Classification of Diabetic Retinopathy Severity in Fundus Images Using the Vision Transformer and Residual Attention
Algorithm 1
Training the classification of the DR model.
Require: Fundus Images and Labels (X, Y), where Y = { y/y ∊ {0, 1, 2, 3, 4}}
Input: fundus images x ∊ X
(1)
Initialize the network parameters
//Feature Extraction Block (FEB)
(2)
Image division Patch, that is, x is divided into 9 patches of fixed size.
(3)
Linear Projection of Flatted Patches, which flattens the patch into a row vector and maps it to the specified dimension through a Linear Projection.
(4)
Patch + Position Embedding, which generates a CLS token, then splices it to the input path embedding and generates position information for each patch.

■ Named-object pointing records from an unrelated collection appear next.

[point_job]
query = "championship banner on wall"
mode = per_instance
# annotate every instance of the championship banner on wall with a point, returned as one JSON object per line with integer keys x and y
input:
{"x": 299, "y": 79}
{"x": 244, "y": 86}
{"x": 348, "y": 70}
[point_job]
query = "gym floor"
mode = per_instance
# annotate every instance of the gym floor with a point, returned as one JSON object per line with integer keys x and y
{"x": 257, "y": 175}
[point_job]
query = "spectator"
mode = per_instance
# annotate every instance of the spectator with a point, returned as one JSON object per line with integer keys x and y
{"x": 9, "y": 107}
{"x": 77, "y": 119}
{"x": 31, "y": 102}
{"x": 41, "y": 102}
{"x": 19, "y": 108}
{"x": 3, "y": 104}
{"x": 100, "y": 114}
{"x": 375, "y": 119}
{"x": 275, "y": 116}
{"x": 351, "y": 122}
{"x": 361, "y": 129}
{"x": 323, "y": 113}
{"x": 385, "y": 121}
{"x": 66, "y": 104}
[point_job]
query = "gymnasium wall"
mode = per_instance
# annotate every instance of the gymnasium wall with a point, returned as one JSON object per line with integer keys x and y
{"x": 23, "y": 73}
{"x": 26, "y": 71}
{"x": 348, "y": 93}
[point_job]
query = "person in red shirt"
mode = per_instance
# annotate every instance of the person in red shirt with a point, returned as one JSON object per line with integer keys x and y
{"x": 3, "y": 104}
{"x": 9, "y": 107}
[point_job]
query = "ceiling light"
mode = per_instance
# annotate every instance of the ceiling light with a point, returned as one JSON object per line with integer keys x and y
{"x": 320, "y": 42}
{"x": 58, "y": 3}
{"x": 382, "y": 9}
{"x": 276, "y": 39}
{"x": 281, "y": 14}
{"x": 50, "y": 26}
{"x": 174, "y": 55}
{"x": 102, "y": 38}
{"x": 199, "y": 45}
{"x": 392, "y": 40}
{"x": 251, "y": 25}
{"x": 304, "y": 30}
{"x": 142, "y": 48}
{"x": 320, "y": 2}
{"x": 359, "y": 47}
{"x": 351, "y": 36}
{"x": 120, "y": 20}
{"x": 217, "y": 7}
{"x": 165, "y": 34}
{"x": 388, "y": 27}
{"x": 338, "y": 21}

Patch + Position Embedding is added directly as a new input token.
(5)
Transformer Encoder, repeat stacking Encoder Block L times for image feature extraction.
//Grading Prediction Block
(6)
For the extracted feature matrix I, multiple fractional tensors are generated via different 1 × 1 convolutions.
(7)
These class features are fused by average pooling.
(8)
For the fused features, the classification result is obtained through an FC classifier.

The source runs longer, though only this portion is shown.